Your best bet might be to use Langchain to chunk the rules individually. Then put those into a CSV. Each line is a rule. Then take a reasonable amount of text that you are examining (less than 8000 for the GPT-3.5-Turbo-16k model) and the have your code feed those tokens in and rule by rule ask ChatGPT if any of the rules mentioned were violated in the text presented.

To see if this is even viable in playground or ChatGPT proper paste like three of the rules and then a short segment of the text that violates one of these rules and ask if there are any rules that are not followed in the text presented. If you get pretty good results then looping through the entire context (which would be expensive-ish) a few rules at a time might do the trick.

You can even ask ChatGPT to respond in JSON to make the individual responses easier to parse later.

It’s not a task for the light hearted.

Hello Ivan!

A more ChatGPT-esque way to solve this issue would just be to speak to it like a human.

One thing I tried today (I’m currently working with a client to design an assistant that can reference all relevant code sections in a multitude of books on building standards based on a query) was appending an additional question after the prompt.

I’d be very interested to see what happens if you embed those rules, then append a question to the end of the user prompt something along the lines of “What guidelines should be used to correct the above text? Show me what the above text should look like after the guidelines are applied.”

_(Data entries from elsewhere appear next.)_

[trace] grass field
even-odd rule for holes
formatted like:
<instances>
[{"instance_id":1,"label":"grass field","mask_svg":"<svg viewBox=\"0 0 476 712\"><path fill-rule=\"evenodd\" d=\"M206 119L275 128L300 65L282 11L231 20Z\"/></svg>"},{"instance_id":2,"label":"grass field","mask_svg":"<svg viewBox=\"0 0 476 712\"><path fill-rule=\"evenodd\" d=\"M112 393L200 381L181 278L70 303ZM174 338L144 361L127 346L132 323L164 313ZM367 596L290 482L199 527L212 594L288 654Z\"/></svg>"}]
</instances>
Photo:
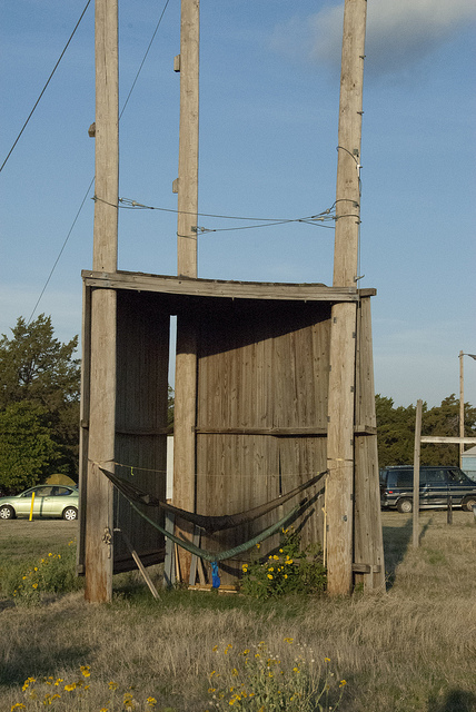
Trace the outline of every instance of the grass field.
<instances>
[{"instance_id":1,"label":"grass field","mask_svg":"<svg viewBox=\"0 0 476 712\"><path fill-rule=\"evenodd\" d=\"M307 664L327 681L326 711L476 712L475 518L454 512L449 526L445 512L423 512L420 520L415 550L411 515L383 514L388 586L370 596L259 603L172 591L156 602L123 574L110 605L87 604L81 592L36 607L0 595L0 711L51 703L61 712L211 712L212 671L232 680L244 651L266 650L282 670ZM77 526L0 522L0 574L11 562L67 547ZM36 682L22 691L28 678Z\"/></svg>"}]
</instances>

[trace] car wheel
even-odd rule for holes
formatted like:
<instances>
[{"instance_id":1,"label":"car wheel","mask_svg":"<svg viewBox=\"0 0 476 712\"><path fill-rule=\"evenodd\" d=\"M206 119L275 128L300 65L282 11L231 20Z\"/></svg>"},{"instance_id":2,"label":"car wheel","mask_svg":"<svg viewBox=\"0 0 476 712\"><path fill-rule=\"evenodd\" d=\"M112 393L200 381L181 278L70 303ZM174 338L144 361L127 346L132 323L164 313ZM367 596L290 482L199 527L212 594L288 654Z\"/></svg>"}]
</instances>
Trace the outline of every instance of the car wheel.
<instances>
[{"instance_id":1,"label":"car wheel","mask_svg":"<svg viewBox=\"0 0 476 712\"><path fill-rule=\"evenodd\" d=\"M72 522L78 518L78 510L76 507L67 507L62 513L62 518Z\"/></svg>"},{"instance_id":2,"label":"car wheel","mask_svg":"<svg viewBox=\"0 0 476 712\"><path fill-rule=\"evenodd\" d=\"M9 504L0 507L0 520L14 520L14 510Z\"/></svg>"},{"instance_id":3,"label":"car wheel","mask_svg":"<svg viewBox=\"0 0 476 712\"><path fill-rule=\"evenodd\" d=\"M398 500L397 510L401 512L401 514L409 514L413 512L414 505L411 500Z\"/></svg>"},{"instance_id":4,"label":"car wheel","mask_svg":"<svg viewBox=\"0 0 476 712\"><path fill-rule=\"evenodd\" d=\"M466 497L463 502L463 508L466 510L466 512L473 512L474 506L476 506L476 497Z\"/></svg>"}]
</instances>

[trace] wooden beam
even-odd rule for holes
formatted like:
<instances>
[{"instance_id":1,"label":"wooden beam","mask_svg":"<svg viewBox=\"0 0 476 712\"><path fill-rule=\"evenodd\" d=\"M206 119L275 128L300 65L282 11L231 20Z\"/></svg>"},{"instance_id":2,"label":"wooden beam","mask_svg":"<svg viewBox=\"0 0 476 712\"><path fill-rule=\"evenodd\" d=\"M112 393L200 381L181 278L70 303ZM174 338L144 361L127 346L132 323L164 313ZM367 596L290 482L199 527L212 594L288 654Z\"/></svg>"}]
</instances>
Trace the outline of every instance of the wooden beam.
<instances>
[{"instance_id":1,"label":"wooden beam","mask_svg":"<svg viewBox=\"0 0 476 712\"><path fill-rule=\"evenodd\" d=\"M118 3L96 0L96 187L92 268L117 269L119 181ZM91 295L85 597L112 599L112 485L95 463L113 469L116 413L116 291Z\"/></svg>"},{"instance_id":2,"label":"wooden beam","mask_svg":"<svg viewBox=\"0 0 476 712\"><path fill-rule=\"evenodd\" d=\"M413 513L413 545L419 546L419 462L422 437L423 402L417 400L415 414L415 447L414 447L414 513Z\"/></svg>"},{"instance_id":3,"label":"wooden beam","mask_svg":"<svg viewBox=\"0 0 476 712\"><path fill-rule=\"evenodd\" d=\"M199 0L181 0L180 59L178 67L180 71L177 271L185 278L197 277L199 39ZM180 315L177 319L172 501L189 512L194 512L196 505L196 324ZM184 524L176 534L191 541L192 530ZM184 581L188 580L190 560L190 554L180 550L179 570Z\"/></svg>"},{"instance_id":4,"label":"wooden beam","mask_svg":"<svg viewBox=\"0 0 476 712\"><path fill-rule=\"evenodd\" d=\"M355 287L360 222L360 137L366 0L345 0L336 187L335 287ZM331 309L327 439L328 592L353 587L356 305Z\"/></svg>"},{"instance_id":5,"label":"wooden beam","mask_svg":"<svg viewBox=\"0 0 476 712\"><path fill-rule=\"evenodd\" d=\"M228 281L221 279L196 279L168 275L117 271L112 274L82 271L85 284L103 289L133 289L158 291L177 296L216 297L229 299L278 299L298 301L359 301L373 297L376 289L327 287L321 284L290 284L264 281Z\"/></svg>"},{"instance_id":6,"label":"wooden beam","mask_svg":"<svg viewBox=\"0 0 476 712\"><path fill-rule=\"evenodd\" d=\"M181 0L178 275L197 277L200 2Z\"/></svg>"}]
</instances>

The idea here is that the question will adjust the semantic meaning of the prompt to encourage it to pull better embeddings, and the following sentence is a directive telling the model what to do with the text and embeddings.

Rather than being concerned as to whether or not it’s referencing ALL the possible rules that could apply, you can work to adjust your prompting until the vast majority of your testing examples are acceptable. This will tell you that your model is understanding how to reference the rules in the same way that a human with knowledge of the entire set would not think about every single rule, but only the rules that would apply to the prompt.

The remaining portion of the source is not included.